Now, for the first time, Howard saw the singular object which the Oumnis were facing. Apparently it was some sort of rootless plant-growth, with a swollen, yellowish bole or body like that of a barrel-cactus. From this body, tall as a man, leafless branches of vivid arsenic green, fringed with a white hispidity, trailed in limp, sinuous masses on the cavern-floor.

Agvur spoke in a piercing whisper: “The plant is called the Roccalim, and we employ it to choose, from a given quota, the person who shall be cast into the furnace of molten
mouffa
. You will perceive that, including yourself, there are about fifty candidates for this honor—all of whom, for one reason or another, in varying degrees, have incurred the displeasure of Ounavodo, or have given rise to doubt regarding their social usefulness. One by one, you are to walk about the Roccalim in a complete circle, approaching well within reach of the sensitive, mobile branches; and the plant will indicate the destined victim by touching him with the tips of these branches.”

Howard felt, as Agvur spoke, the chill of a sinister menace; but in the weirdness of the ceremony that followed, he almost lost his apprehension of personal peril.

One by one, from the further end of the row in which he was standing, the silent Oumnis went forward and circled the strange plant, walking slowly within a few feet of the inert branches of poisonous green that resembled sleepy, half-coiled serpents. The Roccalim preserved a torpid stillness, without the least sign of animation, as Oumni after Oumni finished his perilous circuit and retired to the further side of the room, there to stand and watch the perambulations of the others.

About twenty of the white Immortals had undergone this ordeal, when Howard’s turn came. Resolutely, with a sense of unreality and grotesquery rather than actual danger, he stepped forward and began his circuit of the living plant. The Oumnis looked on like alabaster statues; and all was utterly still and silent, except for a muffled, mysterious throbbing as of underworld machinery at a distance.

Howard moved on in an arc, watching the green branches with a growing tenseness. He had gone half the required distance when he felt, rather than saw, a flash of swift, intense light that appeared to stab downward from the cavern roof and strike the lumpish yellow bole of the Roccalim.
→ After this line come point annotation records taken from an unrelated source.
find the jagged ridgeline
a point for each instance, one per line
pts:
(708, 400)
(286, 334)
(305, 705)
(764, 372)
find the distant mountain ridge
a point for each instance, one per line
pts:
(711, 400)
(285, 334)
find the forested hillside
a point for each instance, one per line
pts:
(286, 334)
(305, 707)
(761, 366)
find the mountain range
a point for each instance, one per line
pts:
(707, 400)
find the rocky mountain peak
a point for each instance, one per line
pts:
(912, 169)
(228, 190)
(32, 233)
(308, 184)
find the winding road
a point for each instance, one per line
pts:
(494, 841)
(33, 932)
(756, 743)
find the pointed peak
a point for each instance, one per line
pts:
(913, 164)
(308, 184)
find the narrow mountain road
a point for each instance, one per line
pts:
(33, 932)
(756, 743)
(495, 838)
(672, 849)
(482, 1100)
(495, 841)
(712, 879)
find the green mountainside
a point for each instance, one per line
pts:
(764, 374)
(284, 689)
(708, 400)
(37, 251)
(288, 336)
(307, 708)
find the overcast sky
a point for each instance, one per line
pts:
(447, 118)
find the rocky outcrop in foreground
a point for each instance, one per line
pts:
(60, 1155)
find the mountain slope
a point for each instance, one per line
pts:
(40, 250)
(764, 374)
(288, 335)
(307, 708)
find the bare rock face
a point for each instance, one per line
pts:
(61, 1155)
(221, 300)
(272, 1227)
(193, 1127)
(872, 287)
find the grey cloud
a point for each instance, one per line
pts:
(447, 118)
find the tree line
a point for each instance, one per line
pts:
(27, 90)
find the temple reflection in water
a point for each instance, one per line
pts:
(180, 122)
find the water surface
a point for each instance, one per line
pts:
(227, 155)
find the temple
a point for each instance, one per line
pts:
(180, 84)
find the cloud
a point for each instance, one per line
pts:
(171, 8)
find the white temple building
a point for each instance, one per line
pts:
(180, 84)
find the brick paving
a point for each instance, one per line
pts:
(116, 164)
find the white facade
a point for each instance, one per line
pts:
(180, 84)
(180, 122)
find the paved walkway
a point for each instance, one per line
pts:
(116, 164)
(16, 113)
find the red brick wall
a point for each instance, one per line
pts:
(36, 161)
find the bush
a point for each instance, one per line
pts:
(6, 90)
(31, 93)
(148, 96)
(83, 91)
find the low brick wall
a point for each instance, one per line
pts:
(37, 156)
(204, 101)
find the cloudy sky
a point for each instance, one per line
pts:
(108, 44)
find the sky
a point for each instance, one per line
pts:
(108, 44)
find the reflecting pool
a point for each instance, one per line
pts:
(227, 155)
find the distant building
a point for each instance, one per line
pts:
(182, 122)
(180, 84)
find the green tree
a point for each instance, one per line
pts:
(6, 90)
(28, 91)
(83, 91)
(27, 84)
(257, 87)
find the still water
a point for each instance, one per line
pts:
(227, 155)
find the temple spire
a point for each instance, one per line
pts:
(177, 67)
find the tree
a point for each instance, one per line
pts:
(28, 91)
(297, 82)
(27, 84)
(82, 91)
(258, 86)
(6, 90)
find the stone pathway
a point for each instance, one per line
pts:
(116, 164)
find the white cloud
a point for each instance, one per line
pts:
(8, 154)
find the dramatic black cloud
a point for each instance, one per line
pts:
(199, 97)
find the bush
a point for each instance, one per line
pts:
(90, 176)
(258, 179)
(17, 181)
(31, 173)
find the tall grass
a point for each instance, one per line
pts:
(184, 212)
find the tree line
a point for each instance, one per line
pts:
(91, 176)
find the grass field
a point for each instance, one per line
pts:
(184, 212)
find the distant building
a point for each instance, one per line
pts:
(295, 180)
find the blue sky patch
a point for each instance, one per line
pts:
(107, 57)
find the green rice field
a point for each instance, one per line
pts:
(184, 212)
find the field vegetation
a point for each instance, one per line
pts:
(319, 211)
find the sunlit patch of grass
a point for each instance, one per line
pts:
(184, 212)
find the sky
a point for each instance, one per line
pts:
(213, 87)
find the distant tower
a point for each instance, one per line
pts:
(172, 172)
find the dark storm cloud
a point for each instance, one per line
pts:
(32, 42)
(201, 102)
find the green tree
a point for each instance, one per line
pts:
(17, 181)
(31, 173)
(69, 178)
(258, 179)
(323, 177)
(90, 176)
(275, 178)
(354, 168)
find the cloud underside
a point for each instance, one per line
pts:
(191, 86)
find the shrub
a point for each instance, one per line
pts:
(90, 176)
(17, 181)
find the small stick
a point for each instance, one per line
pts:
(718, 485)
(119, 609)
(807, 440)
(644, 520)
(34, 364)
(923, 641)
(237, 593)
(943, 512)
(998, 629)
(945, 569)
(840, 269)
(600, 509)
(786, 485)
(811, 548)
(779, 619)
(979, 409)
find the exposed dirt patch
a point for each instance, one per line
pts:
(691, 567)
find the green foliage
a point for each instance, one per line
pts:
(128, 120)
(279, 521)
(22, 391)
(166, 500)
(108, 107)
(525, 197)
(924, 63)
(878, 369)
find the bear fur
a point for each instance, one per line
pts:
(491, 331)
The light faded in the merest fraction of time, leaving Howard in doubt as to whether he had really seen it.

Then, as he went on, he perceived with startled horror that the trailing tentacular boughs had begun to twitch and quiver, and were lifting slowly from the floor and waving toward him. On and on they came, rising and straightening, like a mass of ropy kelp that flows in an ocean-stream. They reached him, they slithered with reptilian ease about his body, and touched his face with their venomous-looking tips, clammy and inquisitive.

Howard drew back, wrenching himself away from the waving mass, and found Agvur at his elbow. The face of the Mercutian was touched with an unearthly gloating; and his iridescent locks floated upward, quivering with weird restlessness, like the Roccalim branches.
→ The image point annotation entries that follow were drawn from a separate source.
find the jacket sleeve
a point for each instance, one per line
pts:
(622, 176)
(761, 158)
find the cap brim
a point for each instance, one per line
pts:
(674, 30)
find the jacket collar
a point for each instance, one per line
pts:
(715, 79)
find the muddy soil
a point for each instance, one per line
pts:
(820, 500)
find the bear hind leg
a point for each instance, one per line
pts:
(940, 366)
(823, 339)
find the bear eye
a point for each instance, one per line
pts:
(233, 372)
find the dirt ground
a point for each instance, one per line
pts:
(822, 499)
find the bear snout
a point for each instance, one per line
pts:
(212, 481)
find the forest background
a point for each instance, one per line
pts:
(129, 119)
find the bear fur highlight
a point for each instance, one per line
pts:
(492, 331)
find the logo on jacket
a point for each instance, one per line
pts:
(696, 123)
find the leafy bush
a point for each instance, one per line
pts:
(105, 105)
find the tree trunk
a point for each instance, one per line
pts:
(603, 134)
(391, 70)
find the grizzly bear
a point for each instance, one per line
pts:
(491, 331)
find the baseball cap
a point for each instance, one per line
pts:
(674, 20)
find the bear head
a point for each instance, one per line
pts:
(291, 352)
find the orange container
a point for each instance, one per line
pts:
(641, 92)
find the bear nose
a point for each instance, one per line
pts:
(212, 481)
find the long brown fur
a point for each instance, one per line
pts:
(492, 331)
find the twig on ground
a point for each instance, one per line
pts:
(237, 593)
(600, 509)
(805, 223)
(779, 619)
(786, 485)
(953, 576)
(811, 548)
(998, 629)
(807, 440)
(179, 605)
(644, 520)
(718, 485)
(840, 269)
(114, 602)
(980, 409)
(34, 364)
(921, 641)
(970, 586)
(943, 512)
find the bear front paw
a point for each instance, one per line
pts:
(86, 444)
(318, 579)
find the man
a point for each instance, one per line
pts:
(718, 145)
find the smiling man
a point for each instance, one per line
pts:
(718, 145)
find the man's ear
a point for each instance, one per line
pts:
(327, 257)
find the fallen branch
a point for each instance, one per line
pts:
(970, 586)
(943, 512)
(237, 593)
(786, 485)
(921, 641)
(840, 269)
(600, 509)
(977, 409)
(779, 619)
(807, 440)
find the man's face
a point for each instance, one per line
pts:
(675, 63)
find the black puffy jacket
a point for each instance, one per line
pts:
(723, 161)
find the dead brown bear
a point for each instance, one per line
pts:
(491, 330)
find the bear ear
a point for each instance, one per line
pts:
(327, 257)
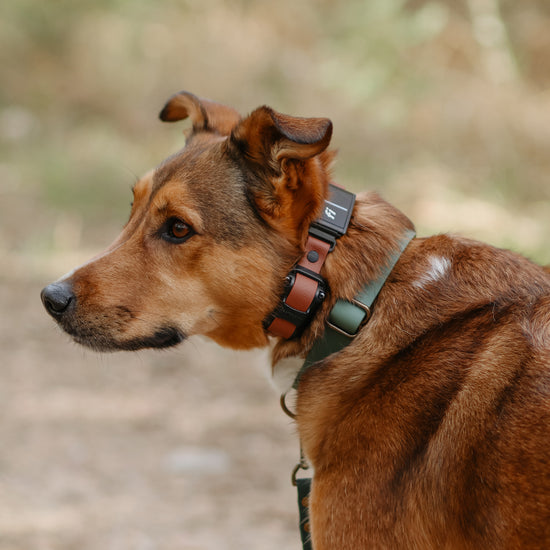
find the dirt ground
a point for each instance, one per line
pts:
(184, 449)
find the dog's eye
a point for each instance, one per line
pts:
(177, 231)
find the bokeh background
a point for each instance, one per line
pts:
(441, 105)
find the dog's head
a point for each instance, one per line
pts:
(212, 233)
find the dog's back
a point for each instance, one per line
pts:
(443, 408)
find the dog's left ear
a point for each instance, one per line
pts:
(288, 156)
(206, 115)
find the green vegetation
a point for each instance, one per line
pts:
(443, 106)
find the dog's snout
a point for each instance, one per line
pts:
(57, 298)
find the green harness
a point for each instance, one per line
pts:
(344, 322)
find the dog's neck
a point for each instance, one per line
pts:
(374, 237)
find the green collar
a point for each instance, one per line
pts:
(347, 318)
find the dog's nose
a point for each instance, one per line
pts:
(57, 298)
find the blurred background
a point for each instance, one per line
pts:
(441, 105)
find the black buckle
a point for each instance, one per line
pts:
(296, 317)
(336, 213)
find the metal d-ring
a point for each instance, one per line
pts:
(286, 410)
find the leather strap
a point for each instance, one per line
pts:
(302, 294)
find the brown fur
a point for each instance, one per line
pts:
(430, 430)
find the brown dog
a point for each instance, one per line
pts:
(430, 430)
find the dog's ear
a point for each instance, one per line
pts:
(205, 115)
(268, 136)
(288, 155)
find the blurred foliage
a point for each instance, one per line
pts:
(442, 105)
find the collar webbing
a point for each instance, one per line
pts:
(346, 318)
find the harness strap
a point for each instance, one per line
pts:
(344, 322)
(304, 488)
(347, 318)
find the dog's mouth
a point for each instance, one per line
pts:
(99, 340)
At that moment, it came to Howard that his fate had been predetermined from the beginning; that the swift, evanescent flash of light, proceeding from an unknown source, had perhaps served in some manner to irritate the living plant and provoke the action of its tentacular limbs.
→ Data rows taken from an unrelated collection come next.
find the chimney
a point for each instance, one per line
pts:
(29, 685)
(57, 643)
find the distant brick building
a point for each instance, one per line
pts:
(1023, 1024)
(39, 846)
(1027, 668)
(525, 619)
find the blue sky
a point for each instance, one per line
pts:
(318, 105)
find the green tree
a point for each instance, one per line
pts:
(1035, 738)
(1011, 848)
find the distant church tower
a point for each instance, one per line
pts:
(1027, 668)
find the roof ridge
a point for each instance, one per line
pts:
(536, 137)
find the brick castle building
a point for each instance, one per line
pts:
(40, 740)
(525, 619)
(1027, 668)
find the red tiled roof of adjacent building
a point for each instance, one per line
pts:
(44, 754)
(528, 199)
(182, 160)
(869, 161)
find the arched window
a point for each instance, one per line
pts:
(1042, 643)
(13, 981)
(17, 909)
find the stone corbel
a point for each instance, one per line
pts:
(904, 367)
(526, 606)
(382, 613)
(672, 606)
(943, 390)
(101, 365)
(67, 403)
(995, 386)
Swift anger flared in the earth-man, but he repressed it. He must be cautious, must watch for an opportunity—even the slimmest—of escape. By giving the impression that he was resigned, he might throw his captors off their guard.

He saw that a number of new Mercutians, equipped with long glittering tubes like blow-pipes, had entered the cavern and were surrounding him. The companions of his late ordeal had begun to disperse in various directions.